Last month Washington Post’s Kimberly Kindy’s story: “USDA reviews whether bacteria-killing chemicals are masking salmonella,” had USDA/FSIS officials scrambling. Kindy reported:
The U.S. Department of Agriculture is reviewing research showing that new bacteria-killing chemicals used in chicken slaughterhouses may be masking the presence of salmonella and other pathogens that remain on the birds that consumers buy, according to records and interviews.

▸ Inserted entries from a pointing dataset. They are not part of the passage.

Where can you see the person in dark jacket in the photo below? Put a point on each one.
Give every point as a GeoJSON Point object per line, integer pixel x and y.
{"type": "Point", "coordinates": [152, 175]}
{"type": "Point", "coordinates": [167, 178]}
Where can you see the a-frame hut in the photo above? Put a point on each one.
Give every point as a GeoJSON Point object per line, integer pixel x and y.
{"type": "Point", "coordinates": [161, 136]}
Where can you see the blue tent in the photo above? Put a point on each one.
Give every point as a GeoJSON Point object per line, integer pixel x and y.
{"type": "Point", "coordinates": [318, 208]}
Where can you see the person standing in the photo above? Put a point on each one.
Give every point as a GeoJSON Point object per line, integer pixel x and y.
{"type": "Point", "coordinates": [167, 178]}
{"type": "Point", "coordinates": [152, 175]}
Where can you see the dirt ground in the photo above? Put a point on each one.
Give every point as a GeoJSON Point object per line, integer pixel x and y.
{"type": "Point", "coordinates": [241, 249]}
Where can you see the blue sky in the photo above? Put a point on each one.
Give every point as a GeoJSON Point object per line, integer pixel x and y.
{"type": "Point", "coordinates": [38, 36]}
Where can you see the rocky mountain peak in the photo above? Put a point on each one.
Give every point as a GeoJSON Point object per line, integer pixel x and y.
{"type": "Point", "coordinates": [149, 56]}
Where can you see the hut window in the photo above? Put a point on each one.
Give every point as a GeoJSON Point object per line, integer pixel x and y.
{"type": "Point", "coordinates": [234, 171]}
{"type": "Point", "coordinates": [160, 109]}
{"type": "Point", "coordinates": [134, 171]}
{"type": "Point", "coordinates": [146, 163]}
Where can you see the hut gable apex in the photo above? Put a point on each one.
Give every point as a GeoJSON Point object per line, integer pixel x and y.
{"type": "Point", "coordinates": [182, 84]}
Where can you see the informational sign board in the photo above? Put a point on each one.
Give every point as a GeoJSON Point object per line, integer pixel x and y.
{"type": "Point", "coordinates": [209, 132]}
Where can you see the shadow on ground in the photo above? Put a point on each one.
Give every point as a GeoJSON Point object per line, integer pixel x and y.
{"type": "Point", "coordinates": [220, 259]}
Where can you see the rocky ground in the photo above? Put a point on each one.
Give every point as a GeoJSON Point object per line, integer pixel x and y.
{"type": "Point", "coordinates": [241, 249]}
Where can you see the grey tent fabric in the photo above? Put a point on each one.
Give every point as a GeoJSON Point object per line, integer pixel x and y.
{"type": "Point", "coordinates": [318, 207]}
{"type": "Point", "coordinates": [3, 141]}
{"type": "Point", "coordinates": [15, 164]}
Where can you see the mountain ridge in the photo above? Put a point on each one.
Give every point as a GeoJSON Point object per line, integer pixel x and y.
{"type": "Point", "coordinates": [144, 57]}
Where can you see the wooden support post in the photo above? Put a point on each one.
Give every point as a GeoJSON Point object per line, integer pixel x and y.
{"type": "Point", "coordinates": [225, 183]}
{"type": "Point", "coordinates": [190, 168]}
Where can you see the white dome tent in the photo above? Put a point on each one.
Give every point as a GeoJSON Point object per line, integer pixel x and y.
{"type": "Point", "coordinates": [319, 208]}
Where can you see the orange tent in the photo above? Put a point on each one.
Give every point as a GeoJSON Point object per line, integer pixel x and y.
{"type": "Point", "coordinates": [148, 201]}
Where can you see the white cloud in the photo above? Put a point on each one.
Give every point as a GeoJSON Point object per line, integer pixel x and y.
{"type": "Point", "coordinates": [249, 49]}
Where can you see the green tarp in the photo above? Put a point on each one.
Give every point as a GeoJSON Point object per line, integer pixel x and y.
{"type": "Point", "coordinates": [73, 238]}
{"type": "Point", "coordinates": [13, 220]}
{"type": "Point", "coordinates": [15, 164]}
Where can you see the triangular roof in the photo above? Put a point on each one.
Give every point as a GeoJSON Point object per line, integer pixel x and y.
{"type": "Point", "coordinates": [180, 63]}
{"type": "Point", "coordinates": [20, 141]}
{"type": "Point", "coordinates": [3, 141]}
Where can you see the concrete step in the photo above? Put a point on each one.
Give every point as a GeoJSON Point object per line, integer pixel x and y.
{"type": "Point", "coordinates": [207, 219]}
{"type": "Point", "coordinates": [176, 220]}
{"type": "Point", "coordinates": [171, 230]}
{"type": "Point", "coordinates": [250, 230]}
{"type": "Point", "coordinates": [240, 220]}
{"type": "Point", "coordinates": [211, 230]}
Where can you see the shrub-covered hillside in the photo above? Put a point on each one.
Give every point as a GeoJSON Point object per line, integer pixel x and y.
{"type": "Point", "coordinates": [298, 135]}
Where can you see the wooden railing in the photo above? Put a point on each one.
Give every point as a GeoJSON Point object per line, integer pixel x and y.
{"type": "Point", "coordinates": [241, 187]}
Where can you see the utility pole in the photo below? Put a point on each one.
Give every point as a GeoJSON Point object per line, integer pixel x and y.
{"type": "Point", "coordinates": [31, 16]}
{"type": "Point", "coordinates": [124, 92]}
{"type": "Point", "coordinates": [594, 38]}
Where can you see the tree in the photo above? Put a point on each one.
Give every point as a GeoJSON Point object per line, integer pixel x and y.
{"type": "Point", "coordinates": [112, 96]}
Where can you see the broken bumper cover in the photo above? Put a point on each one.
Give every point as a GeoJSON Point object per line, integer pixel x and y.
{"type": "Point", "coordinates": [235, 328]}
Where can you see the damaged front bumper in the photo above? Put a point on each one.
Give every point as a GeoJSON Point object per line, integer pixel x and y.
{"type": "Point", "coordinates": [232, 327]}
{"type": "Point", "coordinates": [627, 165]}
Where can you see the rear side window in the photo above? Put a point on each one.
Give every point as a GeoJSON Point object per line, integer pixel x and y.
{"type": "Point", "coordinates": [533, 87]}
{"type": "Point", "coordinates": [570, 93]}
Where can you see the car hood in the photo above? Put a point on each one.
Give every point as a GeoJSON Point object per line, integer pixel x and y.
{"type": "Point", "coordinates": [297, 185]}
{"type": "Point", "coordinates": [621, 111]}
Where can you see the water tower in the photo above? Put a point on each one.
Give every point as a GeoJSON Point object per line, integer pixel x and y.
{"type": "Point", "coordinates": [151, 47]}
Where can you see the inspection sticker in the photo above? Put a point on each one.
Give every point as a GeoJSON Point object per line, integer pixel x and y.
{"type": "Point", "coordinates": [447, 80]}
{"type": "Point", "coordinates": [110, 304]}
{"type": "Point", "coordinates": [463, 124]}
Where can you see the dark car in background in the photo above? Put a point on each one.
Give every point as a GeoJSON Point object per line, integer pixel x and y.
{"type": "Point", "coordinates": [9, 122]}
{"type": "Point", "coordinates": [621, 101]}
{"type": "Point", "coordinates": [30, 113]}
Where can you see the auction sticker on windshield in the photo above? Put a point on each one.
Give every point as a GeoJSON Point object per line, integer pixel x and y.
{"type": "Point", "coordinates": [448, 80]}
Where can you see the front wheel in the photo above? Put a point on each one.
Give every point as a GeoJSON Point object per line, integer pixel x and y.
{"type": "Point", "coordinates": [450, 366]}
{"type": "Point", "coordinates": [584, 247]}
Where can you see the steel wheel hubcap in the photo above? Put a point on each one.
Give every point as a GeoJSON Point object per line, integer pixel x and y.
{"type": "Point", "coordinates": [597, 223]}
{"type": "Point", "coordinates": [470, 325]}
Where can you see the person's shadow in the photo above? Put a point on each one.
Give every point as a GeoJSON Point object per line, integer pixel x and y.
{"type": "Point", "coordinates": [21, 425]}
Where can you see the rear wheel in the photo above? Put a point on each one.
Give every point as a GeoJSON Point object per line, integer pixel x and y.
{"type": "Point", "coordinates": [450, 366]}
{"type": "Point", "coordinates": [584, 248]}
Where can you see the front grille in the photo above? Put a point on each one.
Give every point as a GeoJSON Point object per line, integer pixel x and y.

Academic researchers agree that the chemicals could be overwhelming an antiquated testing process. Several of the scientists have been enlisted by the USDA’s food safety experts to help resolve the matter.
The issue came to the department’s attention this spring after chemical companies pointed to academic research that shows there could be a problem and told the USDA that further study was needed.
Tonight Kindy reports on what appears to be another USDA/FSIS misstep: “New USDA poultry inspection procedures are based on bad data, government report says.” KIndy reports:
The USDA has used incomplete and antiquated data in support of its plan to extend new poultry inspection procedures to plants across the country, according to a report by the Government Accountability Office scheduled for public release on Wednesday.
As a result, there are “questions about the validity” of the USDA’s conclusions that the procedures, now used by a limited number of poultry plants under a pilot program, are more effective than the traditional approach at reducing pathogens such as salmonella, the GAO found.